Veja algumas páginas do Renascim de 1979 (desculpem os rabiscos, coisa de meu tempo de guri pequeno):
Ah! Vale dizer que cada almanaque vem com a inscrição da farmácia (ou, naquele tempo, ponto de venda de medicamento, que podia ser uma pequena vendinha) que o cedeu. Neste de 1979, a recordação da antiga casa comercial de Max Klabunde, à época localizado no nº1940 da Rua Progresso, próximo a EEB Padre José Maurício.
Portanto, se você é um afortunado cujos parentes guardavam os Renascim a cada ano, guarde-os com carinho. Nunca se sabe quando você, no futuro, terá uma peça história de valor inestimável e que pode até lhe valer alguns bons trocados.
André!
Show de bola essa postagem sobre o Almanaque Renascim.

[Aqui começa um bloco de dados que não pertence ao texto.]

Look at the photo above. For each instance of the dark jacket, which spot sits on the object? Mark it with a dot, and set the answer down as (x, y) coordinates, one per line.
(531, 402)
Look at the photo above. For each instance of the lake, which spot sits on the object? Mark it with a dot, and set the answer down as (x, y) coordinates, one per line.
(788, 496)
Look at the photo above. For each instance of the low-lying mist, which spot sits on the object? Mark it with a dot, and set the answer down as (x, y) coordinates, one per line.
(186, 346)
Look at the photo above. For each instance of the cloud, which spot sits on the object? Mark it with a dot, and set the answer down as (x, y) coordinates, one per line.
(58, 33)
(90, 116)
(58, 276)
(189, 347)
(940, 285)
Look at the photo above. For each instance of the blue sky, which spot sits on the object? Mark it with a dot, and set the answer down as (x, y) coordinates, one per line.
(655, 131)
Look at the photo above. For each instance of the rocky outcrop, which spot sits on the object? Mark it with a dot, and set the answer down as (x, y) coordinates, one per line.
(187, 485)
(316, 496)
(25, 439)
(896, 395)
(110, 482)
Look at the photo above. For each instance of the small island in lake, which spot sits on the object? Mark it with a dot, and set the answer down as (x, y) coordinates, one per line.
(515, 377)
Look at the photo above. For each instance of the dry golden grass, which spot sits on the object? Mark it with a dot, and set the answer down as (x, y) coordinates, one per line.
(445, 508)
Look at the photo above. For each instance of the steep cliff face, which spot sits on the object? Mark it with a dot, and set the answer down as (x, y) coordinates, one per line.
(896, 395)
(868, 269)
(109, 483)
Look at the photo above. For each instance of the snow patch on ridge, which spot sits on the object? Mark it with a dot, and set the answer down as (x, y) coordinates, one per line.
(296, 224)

Só uma ressalva amigo. Se você possui alguns exemplares, jamais venda meu caro, deixa de ser “zolhudo” por dinheiro, isso é coisa antiquário, você é pesquisador e lembra que vai montar um museu.
Estou também colocando essa matéria em meu Blog, pois fala do teu avô e do Mercado do Max Klabunde. Alias procure escrever sobre este antigo Mercado é importante, consulte o Beto Klabunde.
Adalberto Day cientista social e pesquisador da história em Blumenau.
Usei o Almanaque Renascim como uma das tantas outras fontes necessárias para escrever meu livro Verde Vale, que se encaminha para a 14ª edição. Consultava nela as épocas de semeaduras e plantios da lavoura.
Como viver sem um almanaque Renascim?
Abraço,
Urda Alice Klueger
Desde criança aprecio os almanaques de farmácia e eles evoluíram com o tempo me acompanhando durante meus 63 anos Seria uma pena não continuar sendo distribuídos. São importantíssimos para nossas famílias desde os suplementos e plantio até às páginas de lazer. Parabéns aos idealizadores. Um grande abraço.
Roseara Maxwell
Bom dia.
Vendo estas publicações, voltam as grandes e boas lembranças do tempo de infância. Aprendi muito graças aos almanaques. Ficava ansioso quando não encontrava as respostas de algumas curiosidades, pois ficavam nas últimas páginas e um pouco ” escondidas”. Tenho algumas publicações adquiridas em farmácias, a mais antiga é de 1971;
ainda estão bem conservadas, pois são guardadas com muito carinho.
Voltei aos meus dias de infância. Eu e meu irmão líamos esse periódicos. Inclusive o da Bristol e o famoso “Almanaque do Pensamento”. Excelentíssima, essa matéria. Parabéns pelo compartilhamento.